This is long, short version in next post under this one.
I haven't done it with a bow, but I did it with my muzzle loader the first time I hunted with it. That season was a fiasco any way. It was only my second year hunting, and the first with a gun. The previous year I went out with my bow and shot one half an hour after being in the stand on opening day. I thought "Heck, this ain't so hard?"[

]. Wrong

So now buddy talks me into getting an inline and gun hunting the folllowing year as well. I spend the summer finding a good load and zeroing my ML and practicing with it. Quite an impressive weapon out to 120 yards or so. Very accurate I thought.
The day before gun season I am cleaning my ML and the breach plug was stuck. I ended up breaking the trigger trying to get it out![:@]. Don't ask, that's another story in it's self. So now I have to take the mossy 500 smooth bore that is only good for about 60-70 yards with a red dot and winchester rifled slugs. Sure enough, this monster deer walks onto the property at around 100 yards. Too far for the shotgun. It mills around for a little while and hops the fence and is gone. Had I had my ML that would have been a piece of cake shot (so I thought).
Well I get POed and leave and decide to find a gunsmith that will fix my remington on opening day, or at least sell me a new trigger. I call all over michigan and no one can help me, well they can, but I won't get my gun back until after deer season. I find a place in ohio (clealands outdoor world) that said they would take a look at it. I grew up in this area, so I knew them, just hadn't been there in while. I drive over and they fix it while I wait! Took about an hour, but the archery guy there is Matt Clealand an olympic archer. So I bs with him most of the time.

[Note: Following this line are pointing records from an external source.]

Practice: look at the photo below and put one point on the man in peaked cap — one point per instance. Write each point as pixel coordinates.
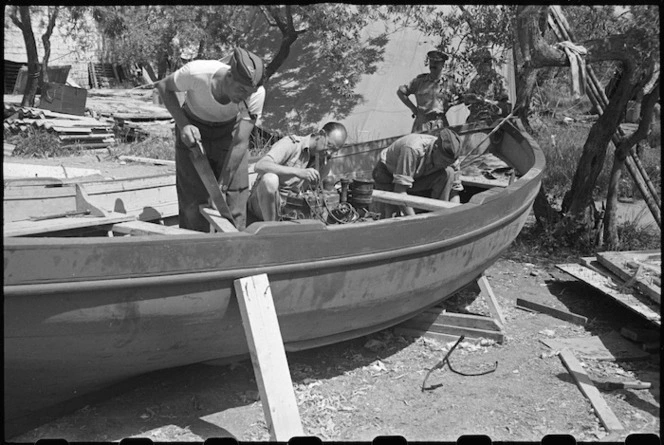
(435, 92)
(419, 164)
(224, 100)
(486, 97)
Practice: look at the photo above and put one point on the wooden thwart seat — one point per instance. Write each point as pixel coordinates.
(146, 228)
(416, 202)
(215, 219)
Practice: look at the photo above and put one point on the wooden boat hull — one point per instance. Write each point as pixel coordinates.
(83, 313)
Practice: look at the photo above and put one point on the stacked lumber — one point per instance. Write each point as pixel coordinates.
(632, 279)
(105, 75)
(136, 127)
(70, 129)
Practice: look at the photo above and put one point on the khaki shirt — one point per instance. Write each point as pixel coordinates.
(409, 158)
(433, 94)
(489, 86)
(291, 151)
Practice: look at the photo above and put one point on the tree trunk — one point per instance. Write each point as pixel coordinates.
(33, 57)
(46, 40)
(611, 241)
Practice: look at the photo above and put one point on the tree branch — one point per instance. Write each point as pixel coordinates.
(270, 20)
(647, 106)
(13, 15)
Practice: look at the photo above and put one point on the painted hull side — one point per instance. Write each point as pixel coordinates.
(114, 308)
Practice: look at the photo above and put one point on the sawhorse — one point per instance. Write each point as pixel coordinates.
(445, 326)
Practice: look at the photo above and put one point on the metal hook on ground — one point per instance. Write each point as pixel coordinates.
(445, 360)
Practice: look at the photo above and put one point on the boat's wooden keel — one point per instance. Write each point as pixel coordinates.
(268, 357)
(441, 325)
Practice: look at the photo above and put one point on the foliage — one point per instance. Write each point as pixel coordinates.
(633, 235)
(35, 143)
(173, 35)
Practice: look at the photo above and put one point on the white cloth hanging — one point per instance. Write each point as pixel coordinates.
(577, 62)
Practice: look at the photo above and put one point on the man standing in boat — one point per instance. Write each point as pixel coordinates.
(486, 97)
(420, 164)
(293, 164)
(223, 103)
(435, 92)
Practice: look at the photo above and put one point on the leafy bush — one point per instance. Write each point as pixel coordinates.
(635, 236)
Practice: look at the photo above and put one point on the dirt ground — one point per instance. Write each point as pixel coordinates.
(371, 386)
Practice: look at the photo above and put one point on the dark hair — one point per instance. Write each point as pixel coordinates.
(333, 126)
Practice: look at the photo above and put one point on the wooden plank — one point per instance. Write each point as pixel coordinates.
(205, 173)
(410, 332)
(22, 228)
(617, 263)
(606, 416)
(146, 160)
(453, 330)
(557, 313)
(605, 284)
(417, 202)
(640, 335)
(217, 221)
(610, 346)
(494, 307)
(268, 357)
(451, 318)
(145, 228)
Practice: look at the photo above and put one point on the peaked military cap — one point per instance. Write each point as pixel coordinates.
(247, 67)
(449, 144)
(437, 56)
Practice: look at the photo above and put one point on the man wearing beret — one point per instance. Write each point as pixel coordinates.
(435, 92)
(486, 97)
(419, 164)
(223, 102)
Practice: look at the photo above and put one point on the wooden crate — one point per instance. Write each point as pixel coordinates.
(63, 99)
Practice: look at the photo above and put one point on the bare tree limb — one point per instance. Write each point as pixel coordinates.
(647, 107)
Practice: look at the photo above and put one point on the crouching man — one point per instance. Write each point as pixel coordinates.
(419, 164)
(293, 164)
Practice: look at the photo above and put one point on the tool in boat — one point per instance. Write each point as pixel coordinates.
(198, 158)
(468, 159)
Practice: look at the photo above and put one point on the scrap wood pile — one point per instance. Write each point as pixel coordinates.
(71, 129)
(134, 117)
(632, 279)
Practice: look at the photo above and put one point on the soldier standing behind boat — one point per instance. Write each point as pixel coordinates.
(435, 92)
(486, 97)
(421, 164)
(223, 103)
(293, 164)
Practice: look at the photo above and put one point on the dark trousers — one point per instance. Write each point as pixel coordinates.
(216, 140)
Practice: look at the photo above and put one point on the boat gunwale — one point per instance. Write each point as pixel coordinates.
(293, 267)
(173, 277)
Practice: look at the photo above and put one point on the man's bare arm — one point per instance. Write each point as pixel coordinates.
(166, 89)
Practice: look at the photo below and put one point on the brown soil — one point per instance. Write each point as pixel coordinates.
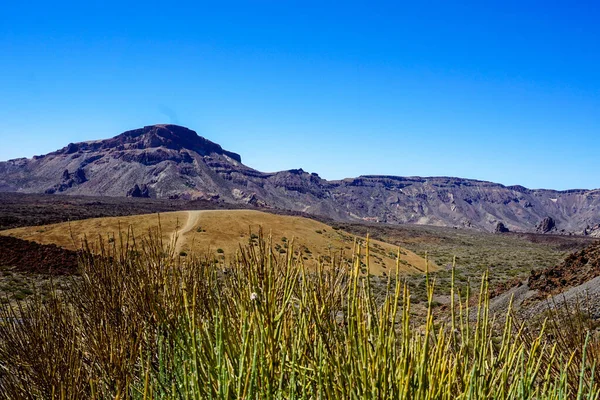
(26, 256)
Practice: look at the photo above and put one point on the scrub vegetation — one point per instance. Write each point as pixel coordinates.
(140, 322)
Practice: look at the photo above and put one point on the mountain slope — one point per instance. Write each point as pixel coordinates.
(169, 161)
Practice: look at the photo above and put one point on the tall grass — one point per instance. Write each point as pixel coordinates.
(142, 323)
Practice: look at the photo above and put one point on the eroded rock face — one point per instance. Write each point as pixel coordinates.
(138, 191)
(501, 228)
(169, 161)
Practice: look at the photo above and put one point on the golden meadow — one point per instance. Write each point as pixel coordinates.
(140, 322)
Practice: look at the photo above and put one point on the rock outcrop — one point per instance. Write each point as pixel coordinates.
(173, 162)
(546, 225)
(501, 228)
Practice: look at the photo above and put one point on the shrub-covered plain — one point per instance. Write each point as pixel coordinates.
(143, 323)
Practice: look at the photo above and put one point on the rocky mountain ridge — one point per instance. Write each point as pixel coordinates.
(170, 161)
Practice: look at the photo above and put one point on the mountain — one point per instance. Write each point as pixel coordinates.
(170, 161)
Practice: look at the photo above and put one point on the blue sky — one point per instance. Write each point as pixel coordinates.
(501, 91)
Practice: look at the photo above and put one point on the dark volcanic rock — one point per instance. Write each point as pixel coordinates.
(137, 191)
(174, 162)
(38, 258)
(501, 228)
(546, 225)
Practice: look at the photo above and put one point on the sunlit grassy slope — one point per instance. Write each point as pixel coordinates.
(222, 232)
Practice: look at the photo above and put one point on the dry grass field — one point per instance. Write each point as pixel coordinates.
(221, 232)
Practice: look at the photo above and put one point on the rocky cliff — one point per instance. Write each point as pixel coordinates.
(169, 161)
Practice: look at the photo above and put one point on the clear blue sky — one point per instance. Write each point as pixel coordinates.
(505, 91)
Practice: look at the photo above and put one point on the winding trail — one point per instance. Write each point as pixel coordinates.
(192, 220)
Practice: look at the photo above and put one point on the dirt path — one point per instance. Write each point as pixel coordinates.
(192, 220)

The smith put an older trigger assembly out of a center fire on my 700, cost me 90 bucks and I was ready to hunt the next day. Yaaay. And to boot this trigger is 3 times better than the stock one, breaks like a glass rod.

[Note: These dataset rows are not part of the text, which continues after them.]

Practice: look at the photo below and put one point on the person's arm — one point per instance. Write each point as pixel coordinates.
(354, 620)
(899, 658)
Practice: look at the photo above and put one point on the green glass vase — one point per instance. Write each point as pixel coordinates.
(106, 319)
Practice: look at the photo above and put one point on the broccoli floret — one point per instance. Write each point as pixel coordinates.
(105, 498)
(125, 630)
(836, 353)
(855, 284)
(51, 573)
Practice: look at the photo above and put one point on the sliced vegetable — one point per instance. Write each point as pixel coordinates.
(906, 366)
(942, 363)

Well I didn't see anything the next day, but the day after I see a nice 10 point about 80 yards away. I rest my rifle against a tree (actually a real tree EZ hanger screwed into a tree) and take the shot. The deer hunches up and just starts walking around in a cirlce. My buddy had just shot a deer like 5 minutes before this and we were talking on the radio. I had to put it down to shoot this deer. Well he calls back and asks if I just shot a deer. I said yes and told him what it did. He said "reload dummy and shoot it again". I was a bit nervous you know

. Well I do and the deer has no reaction. But it does finnally lay down a few yards from where I shot it.
I tell him what happened and he says I think you gut shot it, just sneak out and meet me at the barn. We will take care of my deer, and then go look for yours. About an hour later we go back to the same spot and jump the deer. I take another shot while it's trying to run a way from 20 yards or so and miss. I'm like WTF! Then my buddy shoots but it still doesn't bring it down. Finally we just follow it until it runs out of steam. We had to finnish it off with a knife because we were out of bullets (muzzle loaders and all). We examined the deer and found that I only hit it the one time right behind the diaphram. He clipped it in penis because it tried to jump when he shot. I was mad, sad and disgusted. I mean we got the deer, but what a goat rope it was. I was ready to quit hunting after that.
My two hunting partners talked to me and explained this happens sometimes, just study what happaned and learn from it. It can't always go perfect. They found it hard to believe I missed three shots, one at point blank range. They like to brag me up about what a good shot I am. I said I wanted to shoot the gun at a target to see if something was out of whack. Because the first two shots were pretty simple shots at a still target, and they felt good when I pulled the trigger. Come to find out my windage adjustment on my leupold rear scope mount was broke. One of the screw heads broke off. So my first shot was probably a bit off, and every shot after that more so most likely. The gun would not even print on paper at 25 yards!
Moral of the story; Check your equipment before EVERY hunt!